Every time a feeling pops up, I crush it down.

I don’t have a license to feel.

I’m not equipped with the capacity to process what these things are.

I’m not sure where they came from or what their purpose is but I don’t have tools to handle all these emotions.

The worst part is that people expect me to pretend like I do.

I don’t know.

I’m not someone who holds feelings in his hand.

When they fall into my fingertips I try to drop them on the ground. They are hot to the touch. They make me feel tangled inside.

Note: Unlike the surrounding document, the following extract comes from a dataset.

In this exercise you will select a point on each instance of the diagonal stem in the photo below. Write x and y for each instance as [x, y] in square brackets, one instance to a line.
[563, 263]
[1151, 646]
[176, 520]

My feelings are something I’ve questioned my entire life. I was made to feel like they didn’t matter and neither did I as a young boy because I was told I was worthless. I was made to feel that any feelings I had weren’t worth acknowledging let alone speaking aloud. So I didn’t say anything. I swallowed them with the rest of my food and I stayed quiet, watching my dad put his gun in the holster and go to work at the police station. That’s what men did, they worked to support their families. I wanted my dad to play with me, take me to the park, throw me a ball or something, anything…but he was never actually there. He was being a man.

I never got a license to feel. Everyone else seemed to have found their’s but mine was either lost in the mail or it wasn’t sent at all.

As a man, being sensitive and depressed isn’t an option.

I have no choice but to live without feelings.

Just like my dad did.

I wonder if I’ll ever find out what it’s like to feel again. Who knows?